Sarnia fair wage policy extended to all city construction projects

Setting a fair wage policy for all City of Sarnia construction contracts is helping create a level playing field for workers and local contractors, the local labour council president says.

“This was never about unions. It was always about workers and contractors,” Sarnia & District Labour Council president Jason McMichael said about city council’s 6-3 decision earlier this month to extend Sarnia’s fair wage policy to construction projects with a value less than $50,000.

A wage-requirement policy for projects worth more than $50,000 was approved in the spring .

“The reality is we were having far too many out-of-town contractors being successful in their bids for local work with the City of Sarnia,” McMichael said, “and often that just happened to be because the contractors they were bidding against were already paying a fair wage … so what this did is it levelled the playing field.”
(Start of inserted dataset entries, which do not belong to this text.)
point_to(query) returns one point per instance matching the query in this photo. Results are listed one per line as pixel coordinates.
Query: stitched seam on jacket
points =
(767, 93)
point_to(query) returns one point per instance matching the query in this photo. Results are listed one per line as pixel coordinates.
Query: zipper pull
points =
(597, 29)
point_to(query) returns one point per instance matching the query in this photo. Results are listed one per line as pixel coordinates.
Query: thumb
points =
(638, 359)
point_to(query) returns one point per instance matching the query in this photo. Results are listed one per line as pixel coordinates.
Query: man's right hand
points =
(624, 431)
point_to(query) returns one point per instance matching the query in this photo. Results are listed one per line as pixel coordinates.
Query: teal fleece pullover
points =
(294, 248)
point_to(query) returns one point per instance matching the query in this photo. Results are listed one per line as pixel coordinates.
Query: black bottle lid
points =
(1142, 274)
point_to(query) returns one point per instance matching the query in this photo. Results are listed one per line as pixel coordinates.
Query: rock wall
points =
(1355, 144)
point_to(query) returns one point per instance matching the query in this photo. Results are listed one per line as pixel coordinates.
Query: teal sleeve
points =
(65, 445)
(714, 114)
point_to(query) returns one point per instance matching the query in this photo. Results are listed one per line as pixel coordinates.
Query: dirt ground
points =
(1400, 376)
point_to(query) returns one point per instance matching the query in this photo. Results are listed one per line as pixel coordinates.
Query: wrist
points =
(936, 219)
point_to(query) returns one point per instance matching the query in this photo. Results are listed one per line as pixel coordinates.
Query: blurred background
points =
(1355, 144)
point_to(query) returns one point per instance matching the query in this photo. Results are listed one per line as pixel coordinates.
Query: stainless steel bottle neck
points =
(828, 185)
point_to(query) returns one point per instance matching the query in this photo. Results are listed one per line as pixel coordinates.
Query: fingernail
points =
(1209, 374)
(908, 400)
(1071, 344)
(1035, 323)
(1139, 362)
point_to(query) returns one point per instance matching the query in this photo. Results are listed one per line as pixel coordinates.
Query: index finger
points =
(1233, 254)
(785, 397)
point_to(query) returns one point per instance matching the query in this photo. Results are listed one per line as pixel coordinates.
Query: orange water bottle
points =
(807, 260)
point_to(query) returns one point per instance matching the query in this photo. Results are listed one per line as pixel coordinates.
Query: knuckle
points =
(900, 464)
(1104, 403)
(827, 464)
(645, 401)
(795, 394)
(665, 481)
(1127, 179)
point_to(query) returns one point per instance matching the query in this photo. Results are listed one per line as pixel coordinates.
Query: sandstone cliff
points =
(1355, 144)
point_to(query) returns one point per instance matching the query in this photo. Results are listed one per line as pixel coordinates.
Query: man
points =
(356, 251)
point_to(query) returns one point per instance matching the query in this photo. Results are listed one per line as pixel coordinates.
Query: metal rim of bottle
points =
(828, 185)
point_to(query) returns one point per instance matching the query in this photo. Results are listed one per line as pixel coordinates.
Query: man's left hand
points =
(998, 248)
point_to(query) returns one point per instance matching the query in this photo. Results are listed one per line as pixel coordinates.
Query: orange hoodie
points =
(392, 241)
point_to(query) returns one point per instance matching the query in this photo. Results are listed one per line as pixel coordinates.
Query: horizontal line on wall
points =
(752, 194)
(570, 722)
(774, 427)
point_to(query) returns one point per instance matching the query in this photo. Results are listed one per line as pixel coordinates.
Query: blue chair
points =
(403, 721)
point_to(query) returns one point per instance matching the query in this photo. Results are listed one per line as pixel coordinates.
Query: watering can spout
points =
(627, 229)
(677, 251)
Extending the policy to lower-cost projects means overall city construction project spending could rise $100,000 to $200,000 per year, city staff estimated in reports to council.

Other increases could be pending, tied to inflation and supply chain challenges, they noted.

When the initial fair wage policy was implemented in May, staff estimated there’d be no increase to project costs above $50,000 because large contractors generally pay the prevailing wage rate.

An extra 200 hours of staff time per year to administer the policy was expected, and the policy was expected to impact 30 to 40 projects over $50,000 per year.

Extending the fair wage policy to projects below $50,000 means another 35 to 50 projects will be impacted, staff estimate.